On: June 23, 2021

A child’s early environment can alter his or her genes and development, with consequences that can last into adulthood.

When it comes to children, the age-old debate “nature vs. nurture” has been put to rest. As biologists see it, when it comes to genetics or environment in shaping our brains and health, DNA and genes have been accorded far more power than they deserve.

Genes are not at the command post. Rather, they are taking part in an elaborate dance with a person’s environment. Or as Dr. David S. Moore, author of “The Developing Genome,” told the New York Times, “the outside finds its way in and the inside responds.” Our experiences get under our skin and influence the activity of our genes.

“The outside finds its way in and the inside responds”; our experiences influence the activity of our genes.

For children, prenatal care, environmental toxins, or parenting styles can all be factors in this  “epigenetic” process–a process that starts early and lasts a long time. Children who were in utero during the Dutch Hunger Winter Famine of 1944-1945 were more likely to develop heart disease, schizophrenia, and Type 2 diabetes later in life because the epigenetic process triggered by the mothers’ poor diets altered the babies’ genes.

Similarly, the body doesn’t forget chronic, serious stress in early childhood. These “biological memories” can increase the risk not only for poor physical and mental health outcomes but also for impairments in future learning capacity and behavior.

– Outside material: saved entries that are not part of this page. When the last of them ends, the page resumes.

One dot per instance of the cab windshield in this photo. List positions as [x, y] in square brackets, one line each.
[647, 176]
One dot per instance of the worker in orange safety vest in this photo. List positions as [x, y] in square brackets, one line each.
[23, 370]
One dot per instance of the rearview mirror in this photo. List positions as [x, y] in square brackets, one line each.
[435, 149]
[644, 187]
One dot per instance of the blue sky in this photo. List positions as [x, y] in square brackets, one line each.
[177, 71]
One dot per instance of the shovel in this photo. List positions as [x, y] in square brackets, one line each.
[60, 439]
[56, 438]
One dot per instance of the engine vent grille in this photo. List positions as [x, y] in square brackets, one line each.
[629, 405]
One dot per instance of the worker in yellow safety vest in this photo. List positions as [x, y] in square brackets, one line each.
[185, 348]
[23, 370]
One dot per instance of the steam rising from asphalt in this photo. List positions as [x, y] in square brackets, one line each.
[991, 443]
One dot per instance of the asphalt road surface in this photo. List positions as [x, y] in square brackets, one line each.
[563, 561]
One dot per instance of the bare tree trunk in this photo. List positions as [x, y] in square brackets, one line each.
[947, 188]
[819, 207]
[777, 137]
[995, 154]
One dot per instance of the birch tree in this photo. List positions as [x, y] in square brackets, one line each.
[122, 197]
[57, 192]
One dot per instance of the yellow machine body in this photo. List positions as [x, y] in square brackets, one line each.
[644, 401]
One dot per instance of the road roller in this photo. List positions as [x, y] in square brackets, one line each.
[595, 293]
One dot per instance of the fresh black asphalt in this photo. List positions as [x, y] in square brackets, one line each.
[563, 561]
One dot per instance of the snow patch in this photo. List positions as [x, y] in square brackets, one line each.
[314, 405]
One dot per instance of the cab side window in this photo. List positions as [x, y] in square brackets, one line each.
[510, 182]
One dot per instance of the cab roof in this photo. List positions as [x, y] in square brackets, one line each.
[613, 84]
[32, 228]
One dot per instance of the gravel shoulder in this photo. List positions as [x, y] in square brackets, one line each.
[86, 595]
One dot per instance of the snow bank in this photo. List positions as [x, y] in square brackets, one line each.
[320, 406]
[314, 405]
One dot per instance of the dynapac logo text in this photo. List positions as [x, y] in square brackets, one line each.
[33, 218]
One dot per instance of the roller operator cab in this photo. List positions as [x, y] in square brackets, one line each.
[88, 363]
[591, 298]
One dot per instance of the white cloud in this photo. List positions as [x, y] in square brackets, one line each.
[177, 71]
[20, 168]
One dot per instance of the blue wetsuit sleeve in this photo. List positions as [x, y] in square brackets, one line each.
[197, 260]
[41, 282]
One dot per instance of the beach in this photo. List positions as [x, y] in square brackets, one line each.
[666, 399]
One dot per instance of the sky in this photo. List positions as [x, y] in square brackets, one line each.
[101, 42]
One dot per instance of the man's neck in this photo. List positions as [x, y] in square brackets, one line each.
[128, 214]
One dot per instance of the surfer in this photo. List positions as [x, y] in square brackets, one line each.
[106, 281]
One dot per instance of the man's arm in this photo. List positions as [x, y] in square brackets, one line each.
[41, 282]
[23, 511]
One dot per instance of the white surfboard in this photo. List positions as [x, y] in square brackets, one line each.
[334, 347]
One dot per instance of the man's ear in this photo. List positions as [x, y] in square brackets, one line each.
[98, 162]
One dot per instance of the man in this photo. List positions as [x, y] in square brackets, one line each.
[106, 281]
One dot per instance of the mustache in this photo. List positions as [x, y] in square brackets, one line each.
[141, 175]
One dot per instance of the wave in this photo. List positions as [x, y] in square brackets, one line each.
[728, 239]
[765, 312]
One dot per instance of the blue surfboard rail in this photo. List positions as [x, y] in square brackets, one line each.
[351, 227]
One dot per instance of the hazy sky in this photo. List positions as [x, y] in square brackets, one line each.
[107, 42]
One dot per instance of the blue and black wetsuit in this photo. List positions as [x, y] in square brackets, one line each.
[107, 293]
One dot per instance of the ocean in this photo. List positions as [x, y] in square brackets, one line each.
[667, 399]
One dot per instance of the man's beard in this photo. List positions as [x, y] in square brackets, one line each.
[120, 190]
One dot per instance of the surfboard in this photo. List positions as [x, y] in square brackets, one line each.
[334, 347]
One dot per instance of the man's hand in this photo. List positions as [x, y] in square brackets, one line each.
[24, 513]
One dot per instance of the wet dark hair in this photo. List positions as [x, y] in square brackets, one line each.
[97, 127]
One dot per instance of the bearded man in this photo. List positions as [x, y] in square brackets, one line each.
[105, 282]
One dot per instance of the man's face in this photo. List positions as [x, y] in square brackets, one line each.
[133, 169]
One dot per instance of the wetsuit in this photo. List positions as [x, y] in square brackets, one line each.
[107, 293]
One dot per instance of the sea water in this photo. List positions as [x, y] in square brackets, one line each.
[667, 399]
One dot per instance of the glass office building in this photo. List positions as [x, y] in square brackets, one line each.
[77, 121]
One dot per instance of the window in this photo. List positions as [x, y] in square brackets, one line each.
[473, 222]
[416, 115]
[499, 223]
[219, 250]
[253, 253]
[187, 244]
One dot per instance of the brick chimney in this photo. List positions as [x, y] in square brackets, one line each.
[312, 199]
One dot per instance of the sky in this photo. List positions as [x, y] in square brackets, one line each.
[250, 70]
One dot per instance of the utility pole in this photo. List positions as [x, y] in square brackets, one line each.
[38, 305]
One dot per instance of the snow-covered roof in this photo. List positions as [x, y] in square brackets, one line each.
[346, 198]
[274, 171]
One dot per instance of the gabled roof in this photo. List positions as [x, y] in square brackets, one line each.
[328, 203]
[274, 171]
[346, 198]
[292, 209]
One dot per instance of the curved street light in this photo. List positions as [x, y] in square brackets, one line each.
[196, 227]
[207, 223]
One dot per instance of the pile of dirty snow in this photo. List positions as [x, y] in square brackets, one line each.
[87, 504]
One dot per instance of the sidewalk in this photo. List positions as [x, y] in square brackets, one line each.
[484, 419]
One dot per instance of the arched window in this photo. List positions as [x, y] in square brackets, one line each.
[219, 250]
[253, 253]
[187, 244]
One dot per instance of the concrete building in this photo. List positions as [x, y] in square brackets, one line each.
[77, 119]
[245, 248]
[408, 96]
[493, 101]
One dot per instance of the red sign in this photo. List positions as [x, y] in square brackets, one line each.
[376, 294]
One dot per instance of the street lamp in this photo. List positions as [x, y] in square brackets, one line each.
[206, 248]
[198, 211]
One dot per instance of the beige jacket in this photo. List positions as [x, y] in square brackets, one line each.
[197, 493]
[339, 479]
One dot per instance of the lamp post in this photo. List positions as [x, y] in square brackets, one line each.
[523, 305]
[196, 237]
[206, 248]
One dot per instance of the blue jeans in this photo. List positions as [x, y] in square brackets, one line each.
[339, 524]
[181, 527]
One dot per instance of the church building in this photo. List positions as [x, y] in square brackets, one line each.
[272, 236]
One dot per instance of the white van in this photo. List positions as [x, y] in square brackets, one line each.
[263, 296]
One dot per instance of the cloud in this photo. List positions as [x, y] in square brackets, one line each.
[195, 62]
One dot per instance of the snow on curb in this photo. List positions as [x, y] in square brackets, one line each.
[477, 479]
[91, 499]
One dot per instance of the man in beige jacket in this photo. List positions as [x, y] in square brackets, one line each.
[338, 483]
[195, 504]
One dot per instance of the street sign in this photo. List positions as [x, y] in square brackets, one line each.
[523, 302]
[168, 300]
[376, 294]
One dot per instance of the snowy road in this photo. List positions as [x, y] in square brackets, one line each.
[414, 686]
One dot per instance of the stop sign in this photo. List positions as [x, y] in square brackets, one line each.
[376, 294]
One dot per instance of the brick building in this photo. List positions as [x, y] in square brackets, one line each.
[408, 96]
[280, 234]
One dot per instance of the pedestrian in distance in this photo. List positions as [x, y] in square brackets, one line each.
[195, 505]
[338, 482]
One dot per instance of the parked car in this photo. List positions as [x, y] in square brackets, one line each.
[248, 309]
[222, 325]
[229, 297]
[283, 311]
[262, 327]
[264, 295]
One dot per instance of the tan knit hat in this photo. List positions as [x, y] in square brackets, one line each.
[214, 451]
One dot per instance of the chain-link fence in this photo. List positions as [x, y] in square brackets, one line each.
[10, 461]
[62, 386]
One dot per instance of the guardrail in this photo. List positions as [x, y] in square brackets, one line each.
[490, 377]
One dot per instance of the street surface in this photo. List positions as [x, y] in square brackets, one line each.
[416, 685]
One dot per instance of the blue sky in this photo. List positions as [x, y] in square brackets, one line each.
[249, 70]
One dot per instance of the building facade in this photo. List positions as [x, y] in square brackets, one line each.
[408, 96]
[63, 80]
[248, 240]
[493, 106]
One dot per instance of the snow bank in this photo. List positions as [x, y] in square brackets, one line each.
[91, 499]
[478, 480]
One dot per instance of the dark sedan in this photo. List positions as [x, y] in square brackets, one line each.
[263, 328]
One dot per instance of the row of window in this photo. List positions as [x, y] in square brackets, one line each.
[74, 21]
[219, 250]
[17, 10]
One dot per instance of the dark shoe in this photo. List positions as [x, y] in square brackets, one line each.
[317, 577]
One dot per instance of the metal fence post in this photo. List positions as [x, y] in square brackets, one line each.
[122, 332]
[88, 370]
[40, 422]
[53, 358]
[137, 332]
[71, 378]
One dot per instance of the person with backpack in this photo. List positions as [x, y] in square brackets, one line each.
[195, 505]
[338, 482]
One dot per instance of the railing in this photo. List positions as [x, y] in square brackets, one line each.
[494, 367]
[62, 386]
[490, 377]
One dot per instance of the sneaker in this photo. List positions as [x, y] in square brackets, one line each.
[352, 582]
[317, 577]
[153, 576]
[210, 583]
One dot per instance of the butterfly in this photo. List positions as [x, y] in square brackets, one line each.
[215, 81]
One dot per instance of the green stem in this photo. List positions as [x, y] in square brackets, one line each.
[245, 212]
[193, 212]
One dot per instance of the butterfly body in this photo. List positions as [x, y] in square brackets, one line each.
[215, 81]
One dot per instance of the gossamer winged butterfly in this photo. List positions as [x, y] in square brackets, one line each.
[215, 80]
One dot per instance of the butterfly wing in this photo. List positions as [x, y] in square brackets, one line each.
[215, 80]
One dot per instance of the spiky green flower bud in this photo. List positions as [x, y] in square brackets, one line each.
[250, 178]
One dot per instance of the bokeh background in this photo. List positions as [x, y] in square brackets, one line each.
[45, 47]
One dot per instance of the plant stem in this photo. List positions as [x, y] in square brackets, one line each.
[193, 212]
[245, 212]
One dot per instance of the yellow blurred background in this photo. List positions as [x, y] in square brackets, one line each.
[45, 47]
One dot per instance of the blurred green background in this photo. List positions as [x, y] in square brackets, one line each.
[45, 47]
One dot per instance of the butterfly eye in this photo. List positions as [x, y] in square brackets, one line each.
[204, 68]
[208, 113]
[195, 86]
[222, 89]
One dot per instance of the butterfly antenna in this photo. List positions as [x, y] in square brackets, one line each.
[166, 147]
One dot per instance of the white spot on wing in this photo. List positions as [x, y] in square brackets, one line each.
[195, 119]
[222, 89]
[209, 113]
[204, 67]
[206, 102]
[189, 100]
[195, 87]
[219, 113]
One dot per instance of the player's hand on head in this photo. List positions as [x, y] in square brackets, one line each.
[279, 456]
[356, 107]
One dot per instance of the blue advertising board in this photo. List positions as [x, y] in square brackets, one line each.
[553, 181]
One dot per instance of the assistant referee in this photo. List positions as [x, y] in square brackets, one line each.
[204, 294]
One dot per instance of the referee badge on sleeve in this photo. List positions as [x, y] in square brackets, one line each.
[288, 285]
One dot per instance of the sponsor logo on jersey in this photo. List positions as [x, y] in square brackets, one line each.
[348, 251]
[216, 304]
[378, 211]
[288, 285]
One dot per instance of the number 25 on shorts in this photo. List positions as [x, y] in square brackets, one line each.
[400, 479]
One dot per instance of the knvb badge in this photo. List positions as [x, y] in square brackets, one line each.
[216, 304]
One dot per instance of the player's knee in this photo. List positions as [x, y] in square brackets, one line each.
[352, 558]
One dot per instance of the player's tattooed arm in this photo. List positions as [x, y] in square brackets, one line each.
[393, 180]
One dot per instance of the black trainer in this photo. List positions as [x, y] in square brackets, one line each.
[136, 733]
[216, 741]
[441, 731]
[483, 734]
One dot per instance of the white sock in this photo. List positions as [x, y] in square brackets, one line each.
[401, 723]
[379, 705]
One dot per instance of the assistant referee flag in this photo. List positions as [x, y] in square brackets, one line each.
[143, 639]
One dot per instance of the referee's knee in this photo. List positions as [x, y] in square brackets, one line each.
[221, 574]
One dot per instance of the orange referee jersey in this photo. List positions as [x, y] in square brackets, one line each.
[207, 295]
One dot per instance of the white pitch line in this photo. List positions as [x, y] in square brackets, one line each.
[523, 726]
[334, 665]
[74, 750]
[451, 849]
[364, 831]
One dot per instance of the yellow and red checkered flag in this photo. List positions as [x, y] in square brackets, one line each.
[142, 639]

Granted, stress is not always bad–a burst of stress here and there can actually build resilience in a person’s body. But prolonged, chronic, severe stress is like an overloaded circuit. The brain learns to expect adversity and develops a shorter fuse in responding. Chronic stress can also destroy the synapses between neurons in the brain that are necessary for learning. The results are visible even in infants, Dr. Charles Nelson, professor of pediatrics and neuroscience at Harvard Medical School, has found.

So what to do?

One way to alleviate the chronic stress is to alleviate the source of that stress: poverty. Poverty is a key reason for the huge gaps in longevity by income or the higher rates of chronic disease among the poor. Poverty is the root cause of the stress and strain in daily lives. It limits choice, it determines where you live, which schools you attend, whether you will live near a toxic dump. It determines whether you have a grocery store with fresh vegetables nearby and if you can afford to buy them. It determines your access to high-quality health care. All that translates into life expectancy that is 20 years shorter in poor ZIP codes than wealthier. Poverty, in other words, is the biggest social determinant of health.

Poverty is the biggest social determinant of health.

The U.S. tends to want to mitigate the problems caused by poverty with after-the-fact programs or more indirect means like improving education. All are critical, but one of the simplest solutions many would argue is to guarantee a basic income–a floor below no family in America should fall below. Several guaranteed income programs are doing just that here and abroad.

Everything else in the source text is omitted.